Figure 6 provides the performance of three schemes in terms of the detection ratio of polluted messages for integrity checking. It is shown that our scheme can detect all polluted messages, whereas iPDA and iCPDA can detect less than 30% of polluted messages. The reason is that every node in our scheme checks the integrity of its incoming data received from the lower-level nodes. On the other hand, only the sink node can check the integrity of the aggregated data in iPDA, whereas only the sink node and the cluster heads can perform the integrity checking in iCPDA.

Integrity checking.
5. Conclusion
In this paper, we proposed an efficient and general scheme in order to aggregate sensitive data protecting data integrity for private data generating environments such as patients’ health monitoring application. For maintaining data privacy, our scheme applies the additive property of complex numbers where sampled data are customized and given the form of complex number before transmitting towards the sink node. As a result, it protects the trend of private data of a sensor node from being known by its neighboring nodes including data aggregators in WSNs. Moreover, it is still difficult for an adversary to recover sensitive information even though data are overheard and decrypted. Meanwhile, data integrity is protected by using the imaginary unit of complex-number-form customized data at the cost of just two extra bytes. Through simulation results, we have shown that our scheme is much more efficient in terms of communication and computation overheads, data propagation delay, and integrity checking than the iPDA and iCPDA schemes.

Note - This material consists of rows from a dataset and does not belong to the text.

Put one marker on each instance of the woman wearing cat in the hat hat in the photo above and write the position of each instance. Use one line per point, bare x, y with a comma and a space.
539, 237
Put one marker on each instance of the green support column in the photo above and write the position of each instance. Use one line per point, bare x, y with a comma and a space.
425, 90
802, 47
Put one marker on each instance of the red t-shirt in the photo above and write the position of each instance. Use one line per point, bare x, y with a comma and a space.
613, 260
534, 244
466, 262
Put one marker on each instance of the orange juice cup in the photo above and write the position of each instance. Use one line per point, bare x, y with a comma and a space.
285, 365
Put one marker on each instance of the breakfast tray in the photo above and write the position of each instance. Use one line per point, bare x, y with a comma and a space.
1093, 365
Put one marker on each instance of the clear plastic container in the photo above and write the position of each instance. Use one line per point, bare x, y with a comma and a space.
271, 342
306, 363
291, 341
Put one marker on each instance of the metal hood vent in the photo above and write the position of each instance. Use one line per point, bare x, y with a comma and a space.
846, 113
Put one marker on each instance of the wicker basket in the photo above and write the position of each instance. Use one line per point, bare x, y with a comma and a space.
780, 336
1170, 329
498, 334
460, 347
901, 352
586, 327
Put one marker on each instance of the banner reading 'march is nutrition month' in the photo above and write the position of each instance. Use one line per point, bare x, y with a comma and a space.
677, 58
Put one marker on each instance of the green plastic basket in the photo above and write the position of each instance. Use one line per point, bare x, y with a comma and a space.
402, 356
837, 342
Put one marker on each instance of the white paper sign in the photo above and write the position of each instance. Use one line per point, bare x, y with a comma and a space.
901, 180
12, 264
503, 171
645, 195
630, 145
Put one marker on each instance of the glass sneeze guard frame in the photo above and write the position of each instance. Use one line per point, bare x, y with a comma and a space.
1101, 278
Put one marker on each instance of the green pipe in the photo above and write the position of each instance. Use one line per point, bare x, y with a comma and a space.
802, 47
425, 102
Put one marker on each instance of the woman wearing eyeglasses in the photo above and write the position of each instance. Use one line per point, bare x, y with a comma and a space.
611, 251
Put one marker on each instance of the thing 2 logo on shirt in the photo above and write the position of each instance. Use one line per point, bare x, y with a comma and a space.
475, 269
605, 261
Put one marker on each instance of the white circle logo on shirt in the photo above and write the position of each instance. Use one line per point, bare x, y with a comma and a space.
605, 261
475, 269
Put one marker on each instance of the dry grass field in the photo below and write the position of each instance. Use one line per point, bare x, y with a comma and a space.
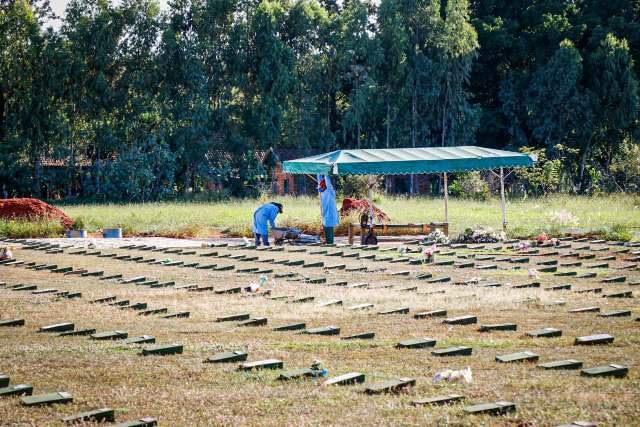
181, 390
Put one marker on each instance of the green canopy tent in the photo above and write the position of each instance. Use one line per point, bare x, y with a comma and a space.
408, 161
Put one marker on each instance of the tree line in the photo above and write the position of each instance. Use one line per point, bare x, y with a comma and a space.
132, 102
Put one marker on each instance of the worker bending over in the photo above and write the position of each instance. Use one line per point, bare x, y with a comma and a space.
263, 218
328, 207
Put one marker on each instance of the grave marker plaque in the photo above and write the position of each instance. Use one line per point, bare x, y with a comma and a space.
612, 370
562, 364
461, 320
58, 327
360, 336
328, 330
227, 357
47, 399
585, 310
17, 390
262, 364
417, 343
257, 321
500, 407
234, 317
162, 350
439, 400
594, 339
524, 356
616, 313
144, 339
112, 335
96, 416
78, 333
498, 327
390, 386
290, 327
346, 379
545, 333
453, 351
12, 322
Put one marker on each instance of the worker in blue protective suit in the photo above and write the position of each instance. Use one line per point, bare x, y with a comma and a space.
328, 208
263, 218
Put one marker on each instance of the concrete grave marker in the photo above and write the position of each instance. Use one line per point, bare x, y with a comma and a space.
579, 424
616, 313
17, 390
58, 327
527, 285
234, 317
78, 333
433, 313
291, 327
301, 300
564, 287
144, 339
524, 356
346, 379
44, 291
402, 310
257, 321
500, 407
545, 333
360, 336
562, 364
96, 416
328, 330
262, 364
47, 399
162, 350
461, 320
234, 290
585, 310
622, 294
453, 351
498, 327
594, 339
103, 300
590, 290
417, 343
112, 335
153, 311
360, 307
12, 322
446, 399
612, 370
227, 357
390, 386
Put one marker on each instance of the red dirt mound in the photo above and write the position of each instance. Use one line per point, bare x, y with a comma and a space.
356, 205
32, 209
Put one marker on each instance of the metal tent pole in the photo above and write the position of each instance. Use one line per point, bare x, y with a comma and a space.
502, 202
446, 198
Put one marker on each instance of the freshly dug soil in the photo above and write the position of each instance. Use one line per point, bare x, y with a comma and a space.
32, 209
356, 205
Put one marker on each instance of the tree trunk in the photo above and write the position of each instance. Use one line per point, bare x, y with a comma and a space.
388, 118
414, 129
583, 164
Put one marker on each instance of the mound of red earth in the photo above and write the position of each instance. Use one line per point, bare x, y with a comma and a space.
32, 209
361, 206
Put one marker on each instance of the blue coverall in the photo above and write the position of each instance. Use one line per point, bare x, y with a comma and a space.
328, 208
264, 217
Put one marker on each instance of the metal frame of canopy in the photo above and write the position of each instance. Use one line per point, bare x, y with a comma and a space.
410, 161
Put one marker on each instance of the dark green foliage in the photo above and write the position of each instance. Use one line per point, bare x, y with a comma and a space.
130, 102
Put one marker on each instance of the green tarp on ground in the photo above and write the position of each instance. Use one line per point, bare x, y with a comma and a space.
405, 161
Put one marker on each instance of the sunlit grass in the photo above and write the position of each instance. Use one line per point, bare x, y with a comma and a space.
524, 217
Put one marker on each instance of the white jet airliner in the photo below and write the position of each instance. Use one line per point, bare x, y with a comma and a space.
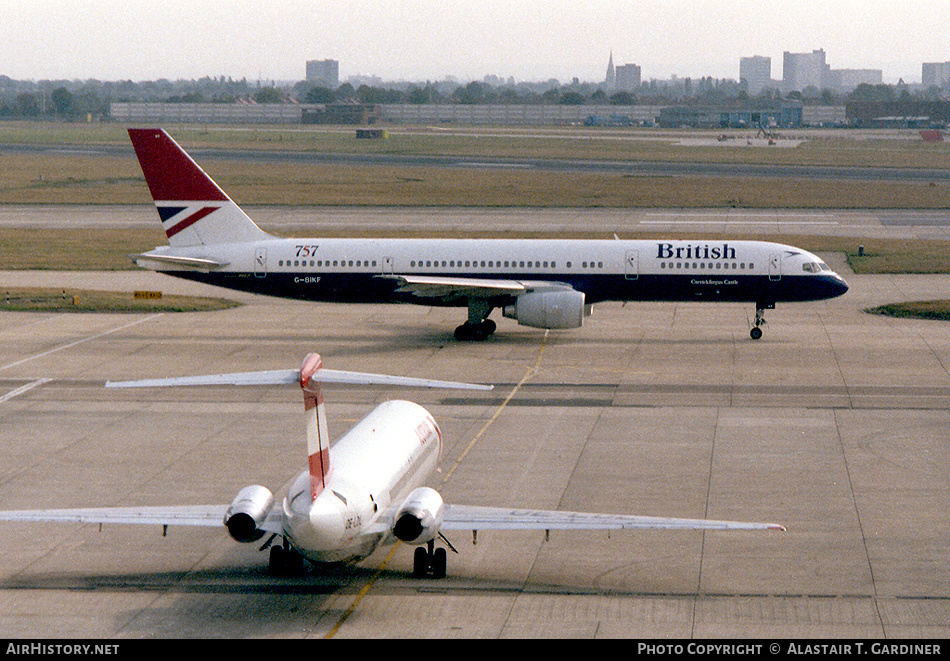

As future work, we will provide more simulation results by designing data integrity and sensitive data-preserving scheme under collusive attacks. Moreover, we will improve our privacy-preserving data aggregation scheme to support MAX and MIN aggregations.
Footnotes
Conflict of Interests
The authors declare that there is no conflict of interests regarding the publication of this paper.
Acknowledgments
This research was supported by Basic Science Research Program through the National Research Foundation of Korea (NRF) funded by the Ministry of Education, Science and Technology (Grant no. 2013010099). And this research was supported by the Brain Korea 21 PLUS Project, NRF.